Picked up the 2000, because Kevin said it was a good one.

----------


## postman

I like the Mora 840 clipper in high carbon steel, I like the shape of the handle and blade. I have large hands and it fits me better, I wear it as a neck knife.

----------


## Topsblades

You missed the number one all time best Mora, the 511.  The 510 used to be the king of the hill but they stopped making it.  The only difference between the 510 and the 511 is the 11 is a little bigger and has a finger guard.  The finger guard never bothered me but I had someone want it removed.  Took all of 2 minutes and you have a Mora 510.5, get it... it is a little less than a 511 and a little bigger than a 510.
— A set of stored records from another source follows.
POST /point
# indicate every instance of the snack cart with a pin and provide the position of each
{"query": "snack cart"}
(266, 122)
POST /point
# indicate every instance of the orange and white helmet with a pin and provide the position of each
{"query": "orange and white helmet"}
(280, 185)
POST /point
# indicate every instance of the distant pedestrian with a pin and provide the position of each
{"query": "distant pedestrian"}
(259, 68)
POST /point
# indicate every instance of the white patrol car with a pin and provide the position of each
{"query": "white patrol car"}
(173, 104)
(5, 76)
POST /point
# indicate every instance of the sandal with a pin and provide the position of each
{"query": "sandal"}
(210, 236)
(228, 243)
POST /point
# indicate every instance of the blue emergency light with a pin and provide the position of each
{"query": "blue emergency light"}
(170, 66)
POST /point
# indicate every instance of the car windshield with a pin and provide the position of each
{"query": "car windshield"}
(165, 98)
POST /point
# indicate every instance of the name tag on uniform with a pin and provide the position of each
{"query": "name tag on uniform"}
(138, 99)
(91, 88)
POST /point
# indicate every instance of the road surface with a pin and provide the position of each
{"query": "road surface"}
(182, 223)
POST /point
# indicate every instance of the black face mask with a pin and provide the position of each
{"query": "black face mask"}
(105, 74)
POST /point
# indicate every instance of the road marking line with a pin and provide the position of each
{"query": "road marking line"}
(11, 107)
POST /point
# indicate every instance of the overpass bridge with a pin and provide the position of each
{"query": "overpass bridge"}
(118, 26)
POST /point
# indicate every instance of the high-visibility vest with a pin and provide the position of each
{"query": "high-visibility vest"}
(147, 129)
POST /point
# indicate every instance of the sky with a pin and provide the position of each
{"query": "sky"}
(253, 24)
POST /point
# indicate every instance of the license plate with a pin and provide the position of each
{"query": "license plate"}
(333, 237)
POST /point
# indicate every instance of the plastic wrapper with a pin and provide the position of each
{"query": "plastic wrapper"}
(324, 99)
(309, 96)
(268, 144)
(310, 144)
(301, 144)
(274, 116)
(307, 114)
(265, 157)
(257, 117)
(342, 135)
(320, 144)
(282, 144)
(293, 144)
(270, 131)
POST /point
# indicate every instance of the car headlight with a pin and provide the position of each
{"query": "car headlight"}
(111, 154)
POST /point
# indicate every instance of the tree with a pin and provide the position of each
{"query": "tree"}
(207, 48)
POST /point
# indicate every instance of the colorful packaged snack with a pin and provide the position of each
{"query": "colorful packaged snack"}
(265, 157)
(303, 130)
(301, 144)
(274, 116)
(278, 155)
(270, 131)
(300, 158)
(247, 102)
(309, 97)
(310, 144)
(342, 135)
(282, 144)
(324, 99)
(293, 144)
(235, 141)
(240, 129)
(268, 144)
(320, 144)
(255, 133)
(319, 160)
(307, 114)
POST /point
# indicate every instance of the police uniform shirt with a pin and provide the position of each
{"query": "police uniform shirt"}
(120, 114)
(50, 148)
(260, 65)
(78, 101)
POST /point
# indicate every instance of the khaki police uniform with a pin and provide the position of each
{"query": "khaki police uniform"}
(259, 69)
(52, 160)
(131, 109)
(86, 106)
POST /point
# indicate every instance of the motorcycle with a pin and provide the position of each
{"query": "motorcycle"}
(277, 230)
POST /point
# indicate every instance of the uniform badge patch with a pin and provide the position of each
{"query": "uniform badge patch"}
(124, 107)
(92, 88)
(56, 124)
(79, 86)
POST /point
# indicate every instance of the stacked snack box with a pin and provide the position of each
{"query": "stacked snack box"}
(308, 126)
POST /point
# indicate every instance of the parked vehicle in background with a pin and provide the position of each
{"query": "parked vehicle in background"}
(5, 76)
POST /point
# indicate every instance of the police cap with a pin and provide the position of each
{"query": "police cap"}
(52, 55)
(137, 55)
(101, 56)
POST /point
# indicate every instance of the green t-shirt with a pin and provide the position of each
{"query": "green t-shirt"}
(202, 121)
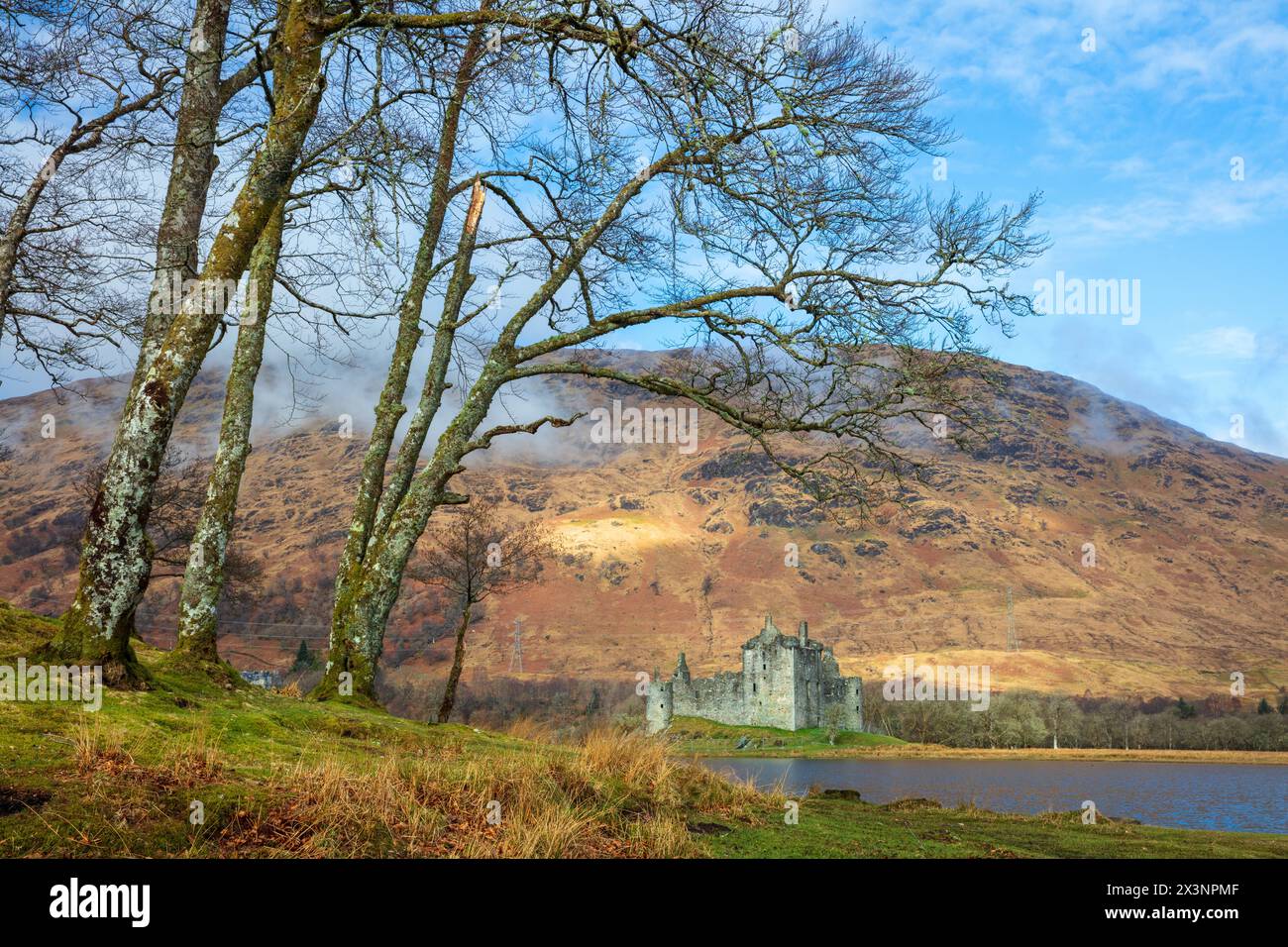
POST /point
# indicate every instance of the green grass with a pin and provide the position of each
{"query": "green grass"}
(694, 736)
(836, 827)
(279, 776)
I like the solid plastic handles because they hold up really well and SNAP in to the kydex sheaths I make.  Also the wood handled Mora knives can get a little funky if you dress game with them.  Fluids get into the area where the blade and handle meet and you could have some problems.
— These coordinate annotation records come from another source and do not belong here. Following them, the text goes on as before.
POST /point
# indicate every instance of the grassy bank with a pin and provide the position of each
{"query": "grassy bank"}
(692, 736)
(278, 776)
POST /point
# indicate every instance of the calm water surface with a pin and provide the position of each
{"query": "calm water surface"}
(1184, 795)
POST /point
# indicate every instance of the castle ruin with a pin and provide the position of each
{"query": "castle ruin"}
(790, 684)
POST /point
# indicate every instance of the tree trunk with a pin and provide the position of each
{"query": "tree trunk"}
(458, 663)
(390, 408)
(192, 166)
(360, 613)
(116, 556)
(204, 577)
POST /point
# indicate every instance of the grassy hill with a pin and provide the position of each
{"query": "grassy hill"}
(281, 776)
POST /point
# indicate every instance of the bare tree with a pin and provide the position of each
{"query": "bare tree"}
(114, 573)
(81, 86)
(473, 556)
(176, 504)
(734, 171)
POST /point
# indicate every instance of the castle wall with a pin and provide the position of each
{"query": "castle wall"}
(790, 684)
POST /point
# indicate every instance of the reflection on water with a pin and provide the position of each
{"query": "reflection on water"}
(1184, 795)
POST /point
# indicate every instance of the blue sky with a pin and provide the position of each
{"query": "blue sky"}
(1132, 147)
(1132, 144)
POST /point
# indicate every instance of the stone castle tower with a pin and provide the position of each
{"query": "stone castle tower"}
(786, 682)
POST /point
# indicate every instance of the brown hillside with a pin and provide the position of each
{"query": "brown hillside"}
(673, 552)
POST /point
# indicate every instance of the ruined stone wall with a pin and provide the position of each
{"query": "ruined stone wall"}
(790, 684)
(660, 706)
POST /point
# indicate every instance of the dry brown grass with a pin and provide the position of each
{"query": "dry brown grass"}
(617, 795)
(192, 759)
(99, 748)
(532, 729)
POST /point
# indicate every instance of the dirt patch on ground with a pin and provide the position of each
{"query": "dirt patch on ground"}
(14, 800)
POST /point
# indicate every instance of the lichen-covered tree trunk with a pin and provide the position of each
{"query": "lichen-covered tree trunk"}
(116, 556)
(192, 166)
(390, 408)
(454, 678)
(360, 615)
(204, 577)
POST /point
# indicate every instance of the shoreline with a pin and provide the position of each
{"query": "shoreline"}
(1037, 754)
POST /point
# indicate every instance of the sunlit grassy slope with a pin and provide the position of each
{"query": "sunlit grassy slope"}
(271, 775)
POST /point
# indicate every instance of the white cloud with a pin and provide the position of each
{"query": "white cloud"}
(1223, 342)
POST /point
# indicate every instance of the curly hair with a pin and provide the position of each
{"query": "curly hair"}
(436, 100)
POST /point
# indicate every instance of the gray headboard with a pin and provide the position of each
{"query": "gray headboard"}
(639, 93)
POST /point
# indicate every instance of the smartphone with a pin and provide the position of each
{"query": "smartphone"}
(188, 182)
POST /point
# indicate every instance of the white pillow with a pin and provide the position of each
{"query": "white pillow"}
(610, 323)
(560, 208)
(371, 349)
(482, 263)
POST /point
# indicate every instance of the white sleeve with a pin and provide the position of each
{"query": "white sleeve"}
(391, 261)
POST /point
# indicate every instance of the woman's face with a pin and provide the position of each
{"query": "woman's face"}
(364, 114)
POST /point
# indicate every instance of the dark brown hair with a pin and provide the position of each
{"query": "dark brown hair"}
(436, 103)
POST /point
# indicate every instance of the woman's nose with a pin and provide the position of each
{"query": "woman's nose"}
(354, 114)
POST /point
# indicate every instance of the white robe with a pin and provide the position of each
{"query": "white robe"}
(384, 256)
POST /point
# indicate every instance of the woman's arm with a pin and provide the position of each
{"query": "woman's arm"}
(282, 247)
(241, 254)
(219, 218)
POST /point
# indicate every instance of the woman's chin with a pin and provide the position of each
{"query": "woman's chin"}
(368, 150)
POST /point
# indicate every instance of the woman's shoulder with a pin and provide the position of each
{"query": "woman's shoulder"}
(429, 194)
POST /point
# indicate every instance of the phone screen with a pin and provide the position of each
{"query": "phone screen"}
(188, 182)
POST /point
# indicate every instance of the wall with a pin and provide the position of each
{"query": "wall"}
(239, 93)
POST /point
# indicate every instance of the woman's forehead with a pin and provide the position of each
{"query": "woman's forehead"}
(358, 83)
As Pict shows in his videos a short piece of bicycle inner tube makes a dandy firesteel, flashlight and other essentials holder.  Efficient and pretty darn cheap!

The final straw is the the 511 is carbon steel and only about $9.  How can you beat that.

DSC01616-1.jpg

DSC01620-1.jpg

----------


## EarthRocks

I went with the mora clipper military.  Its the only one I own and I am very satisfied.

----------


## Rick

Topsblades - You might be interested in this. Mac put together a survival kit that incorporates the inner tube idea. It's for a neck knife but might give you some ideas. Here's the thread:

http://www.wilderness-survival.net/f...ght=neck+knife

And his video:

http://www.youtube.com/watch?v=9BwUy...-yO0TQl61HTnMC

----------


## Skinner

I Have 3 I Have Gotten from Safe zone with my E-Card I Recives from DOC 
1.Classic #1
2.HighQ Allround Stainless
3. Model 11202
Guests can not see images in the messages. Please register in the forum.

I'm One of those that doesn't Like the Plastic Sheaths So I Re-did Mine In Leather
Guests can not see images in the messages. Please register in the forum.
Guests can not see images in the messages. Please register in the forum.
Guests can not see images in the messages. Please register in the forum.

But I'm Happy With Any and All of The Moras Out there.

----------


## garethw

Again not one on the list....I've got the Bushcraft series Triflex.. decent carbon blade, has been good for over a year now. Easy to keep sharp, batons well, cuts well and is generally a great little knife for the price.
cheers
Gareth

----------